Brock was crouching beneath the dangling feet, carefully examining the floor and the chair standing nearby, when Kathy arrived. She took in the limp figure, the thoughtful expression frozen on the sallow face as if surprised that death wasn’t quite what he’d expected, and she felt a sudden jolt of recognition—two hanged figures, one blindfolded, both with hands tied behind their backs, in this case with a loose cord.

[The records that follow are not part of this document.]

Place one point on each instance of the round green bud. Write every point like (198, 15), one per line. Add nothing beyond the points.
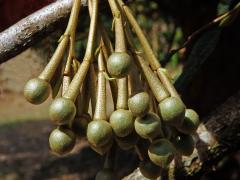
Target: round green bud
(161, 152)
(184, 144)
(36, 91)
(99, 133)
(62, 111)
(102, 149)
(139, 104)
(172, 111)
(80, 124)
(61, 140)
(128, 142)
(190, 122)
(119, 64)
(149, 170)
(106, 174)
(122, 122)
(148, 126)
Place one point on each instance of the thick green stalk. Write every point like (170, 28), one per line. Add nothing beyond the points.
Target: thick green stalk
(107, 49)
(79, 77)
(120, 46)
(54, 62)
(154, 83)
(153, 61)
(100, 110)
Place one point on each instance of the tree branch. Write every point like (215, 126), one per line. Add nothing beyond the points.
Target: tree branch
(29, 30)
(218, 136)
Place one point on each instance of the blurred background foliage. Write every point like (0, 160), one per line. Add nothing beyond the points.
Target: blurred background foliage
(205, 72)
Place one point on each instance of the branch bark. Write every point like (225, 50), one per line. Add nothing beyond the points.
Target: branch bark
(29, 30)
(214, 139)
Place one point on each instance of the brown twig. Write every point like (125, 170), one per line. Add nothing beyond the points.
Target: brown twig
(29, 30)
(214, 139)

Brock looked up, shook his head. ‘I’d have said suicide this time, if it weren’t for the tied wrists.’ He spoke quietly, not wanting to be overheard by the others moving around nearby—the photographers setting up, and beyond them two men erecting a screen against the gallery window, across which a new graffiti message had appeared during the night, ‘
this too
’.
He straightened upright with a grunt and pointed at the man’s throat. ‘Nice clean rope burn, livid edge. Ah . . .’ Brock’s voice returned to normal volume as he saw the medical examiner arrive with a scene of crime team. He went over to brief them while Kathy remained with Stan’s body, studying the fingernails, the shoes, the knot that had been used to secure the free end of the rope to the leg of a nearby table loaded with computer equipment. Out of the corner of her eye she saw two men sitting together by the open door of the glass cube. Fergus Tait, in a green dressing-gown and leather slippers, looked bemused; the other man, Gabriel Rudd, wore a long overcoat, feet bare, and was drawing in a sketchpad on his lap. They both looked up as Brock approached with one of the SOCO team, and again Kathy was startled to see how gaunt and hollow-eyed Rudd had become. They appeared surprised as Brock explained something to them and the officer began examining their clothing. Theatrically, Rudd placed his sketchbook on the floor and raised his hands to be checked and have fingernail scrapings taken. As Kathy went over to hear what they had to say she saw that the drawing he’d been making was of Stan.
‘Did either of you touch the body?’ Brock asked.
‘I did,’ Rudd said. ‘I gave him a pinch just to make sure he wasn’t one of his own sculptures. Funny, he seemed less real than they do. He was stone cold.’
‘I touched him, too,’ Tait said. ‘I thought I’d better try to find out if he was actually dead. I mean, there seemed little doubt, but I tried to find a pulse anyway, in the wrist, and then,’ he gave a grimace, ‘in the throat. Nothing. If I hadn’t been so sure he was gone, I’d have cut him down, but I thought I’d better not. I mean, it’s not a situation I’m used to dealing with.’
He sounded shaken, unlike Rudd, who had shifted his attention back to the corpse, narrowing his eyes, leaning his head from side to side as if mentally composing the image on a banner.